Nostalgic Cinema

McCabe & Mrs. Miller (1971)

McCabe & Mrs Miller (USA, 1971) 121 min color DIR: Robert Altman. PROD: Mitchell Brower, David Foster. SCR: Robert Altman, Brian McKay, Robert Towne, Joseph Calvelli; based on the novel by Edmund Naughton. MUSIC: Leonard Cohen. DOP: Vilmos Szigmond. CAST: Warren Beatty, Julie Christie, René Auberjonois, Michael Murphy, Antony Holland, Bert Remsen, Shelley Duvall, Keith Carradine, Hugh Millais, Jace Van Der Veen, Manfred Schulz, Corey Fischer, William Devane, John Schuck. (Warner Bros.)


During his nearly unbroken streak of 1970s cinematic masterpieces, director Robert Altman made several films which explored (and upturned) genre conventions. With McCabe, he created one of the most original and daring westerns of its decade. This picture is one of the most un-Hollywood “studio films” ever produced, and certainly one of the most experimental, which nearly gave coronaries to studio execs, and caused a massive headache for his star, Warren Beatty. Although the actor was simply looking for a movie project to work on with his then-girlfriend Julie Christie, one wonders what he expected by hiring Altman, who, even one year after the runaway success of M*A*S*H, was already established as someone with a unique vision, and who would not follow orders. Well, if Beatty truly expected simply a “star vehicle” with Altman at the helm, then he got what he deserved.

Pretty boy Beatty has to emote from behind a derby and a bushy beard, and the ethereal Julie Christie has a bunch of gold teeth rammed in her mouth. In addition to rendering his two stars unrecognizable, Altman had cinematographer Vilmos Zsigmond “flash” the film stock (meaning to quickly expose it to light before use), so that the visuals would attain a washed out quality, approximating the look of historical photographs. The visuals become as muddily obscure as the narrative, further given an unusual texture by Altman’s odd choice to score the film with songs by Leonard Cohen.

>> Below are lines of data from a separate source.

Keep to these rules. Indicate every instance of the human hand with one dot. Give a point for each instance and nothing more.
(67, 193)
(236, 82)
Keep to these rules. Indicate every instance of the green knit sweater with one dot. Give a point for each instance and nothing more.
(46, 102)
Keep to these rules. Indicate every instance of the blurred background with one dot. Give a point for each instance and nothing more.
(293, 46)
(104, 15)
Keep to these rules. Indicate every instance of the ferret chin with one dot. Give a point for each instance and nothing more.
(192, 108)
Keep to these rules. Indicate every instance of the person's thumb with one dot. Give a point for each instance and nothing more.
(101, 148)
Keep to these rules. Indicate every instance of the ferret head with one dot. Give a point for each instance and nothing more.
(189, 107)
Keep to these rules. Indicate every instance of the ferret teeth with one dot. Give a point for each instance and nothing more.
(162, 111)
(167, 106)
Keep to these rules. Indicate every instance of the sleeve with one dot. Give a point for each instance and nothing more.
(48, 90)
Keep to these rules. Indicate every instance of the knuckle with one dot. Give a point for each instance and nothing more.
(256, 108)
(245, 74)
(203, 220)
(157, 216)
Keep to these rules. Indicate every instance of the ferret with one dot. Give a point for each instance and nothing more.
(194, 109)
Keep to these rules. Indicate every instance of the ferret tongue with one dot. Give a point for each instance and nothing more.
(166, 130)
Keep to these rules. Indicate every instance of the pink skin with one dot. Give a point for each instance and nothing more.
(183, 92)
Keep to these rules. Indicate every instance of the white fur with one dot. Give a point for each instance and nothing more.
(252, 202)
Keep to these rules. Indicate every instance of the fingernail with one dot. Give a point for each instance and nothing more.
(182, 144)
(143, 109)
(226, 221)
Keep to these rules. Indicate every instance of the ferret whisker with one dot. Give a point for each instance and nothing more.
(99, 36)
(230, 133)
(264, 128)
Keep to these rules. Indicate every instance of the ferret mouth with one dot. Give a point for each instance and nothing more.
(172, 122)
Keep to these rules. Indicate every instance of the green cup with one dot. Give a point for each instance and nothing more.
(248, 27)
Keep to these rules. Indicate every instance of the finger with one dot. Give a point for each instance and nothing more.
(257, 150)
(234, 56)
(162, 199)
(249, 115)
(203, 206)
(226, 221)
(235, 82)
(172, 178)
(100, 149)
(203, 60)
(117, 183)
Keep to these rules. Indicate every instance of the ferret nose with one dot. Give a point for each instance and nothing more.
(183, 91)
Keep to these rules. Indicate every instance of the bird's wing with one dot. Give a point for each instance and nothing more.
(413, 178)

As is typical of Altman’s ensemble films, McCabe & Mrs. Miller do not necessarily take precedence in the story: theirs is one thread among many. It is only fitting that these A-list actors, shown at their least flattering, get lost among those other fascinating Altman faces and Zsigmond’s hazy cinematography. The opening scene, featuring a card game inside a saloon, is so dark, that the characters are indistinguishable and it is near impossible to tell who exactly is uttering the dialogue at any time. But soon your eye adjusts to the screen just as it would to an unlit room in the middle of the night, and you realize that Altman has created a beautiful film about a dank, drab existence on the frontier. His stylistic approach supersedes any other effort to portray frontier life at its most natural. Filmed in a wintry British Columbia, Altman’s West really feels “lived in”; his gallery of unusual, unglamourous faces evoke stories of hardship.

Like many 1970s Westerns, this has an interesting subplot where big business moves into the Old West. First, entrepreneur McCabe and madam Miller enjoy a successful partnership in peddling female services to the male-centric prospecting town. Before long, some dude businessmen decide to get in on the action. You know that commerce is bad, because after all, Michael Murphy plays one of them. McCabe is part of what I refer to as “the apocalyptic western”: films produced at the time, which seem to be the exclamation point on the death of the frontier. The Wild Bunch runs out of badlands, the mythic gunfighter disappears due to the railroad in Once Upon a Time in the West, and the wild and woolly West of McCabe gets tamed by the so-called civilized East. This seeming paradise of free love (not free in the monetary sense) gets corrupted when the dude sharpies bring violence into the fold to get their way (as seen the horrific scene where Keith Carradine’s young cowboy gets gunned down at the rope bridge). Altman’s film however differs from the others cited above, in that these characters are not “larger than life”: they fall from grace with less of a thud than the Goliaths in Sam Peckinpah or Sergio Leone. Instead, McCabe gets covered in snow, and Mrs. Miller disappears behind opium smoke, while history shrugs and moves on.